Re: [EME] Switching decoders when the key system is specified from Steven Robertson on 2012-10-03 (public-html-media@w3.org from October 2012)

From: Steven Robertson <strobe@google.com>
Date: Wed, 3 Oct 2012 16:09:29 -0700
To: Aaron Colwell <acolwell@google.com>
Cc: David Dorwin <ddorwin@google.com>, "<public-html-media@w3.org>" <public-html-media@w3.org>
Message-ID: <CAJtuSCvGBBUZGbJiX-uJTOxbNGu2DFBNZK0eo0bXwhGH+duE-A@mail.gmail.com>
CIL. The gist of it is that I like the conceptual purity of making sure
applications have as few requirements to worry about as possible with
regard to changing key systems, but I feel that the tradeoff in terms of
ubiquity and compatibility of implementations is too large to allow this.

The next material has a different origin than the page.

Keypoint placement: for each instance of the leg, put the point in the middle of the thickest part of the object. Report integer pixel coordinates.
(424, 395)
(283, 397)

EME with this restriction (along with MSE) is attainable for CE systems
integrators in this and the next few generations because it's mostly a
browser level for current devices. Doing EME to spec without any of the
proposed restrictions would require end-to-end integration for device
makers, which for them is four or five suppliers deep.

On Wed, Oct 3, 2012 at 1:09 PM, Aaron Colwell <acolwell@google.com> wrote:

> I don't think a switch in the middle of a GOP would be a problem. In
>
the case of MSE at least, encryption changes requires an init segment
> and then a new media segment to get appended. Since media segments are
> required to start at a random access point you'll always have a
> keyframe so initializing a new decoder shouldn't be a problem.
>

I think this might be a little optimistic. On CE devices, a key system
switch can entail things like switching the media processor used (yep,
"processor": some implementations run trusted media decode on a separate
core from normal media decode, which may be on a separate package from a
different supplier), renegotiating display connection for HDCP and
disabling analog outputs, disabling audio mixing so that audio can be
forwarded with encryption, and tearing down the read-write graphics stack
and replacing it with one that treats all operations as write-only.

Most devices have only one CDM, but those CDMs usually have a more limited
format support and impose restrictions on the platform when in use, so
running media through the key system all the time would have a high cost
too.


> >> Some options:
> >>
> >> 1. Require the key system to be specified before loading and/or decoding
> >> starts. If it is not specified by this time, it cannot be set later,
> meaning
> >> decryption would not be possible. This would likely reduce the utility
> of
> >> the needkey event.
>
> I think this is too restrictive and I don't really support it.
>

This restriction, or 5. or 6., is likely a needed compromise to earn broad
adoption on TVs in this upcoming product cycle.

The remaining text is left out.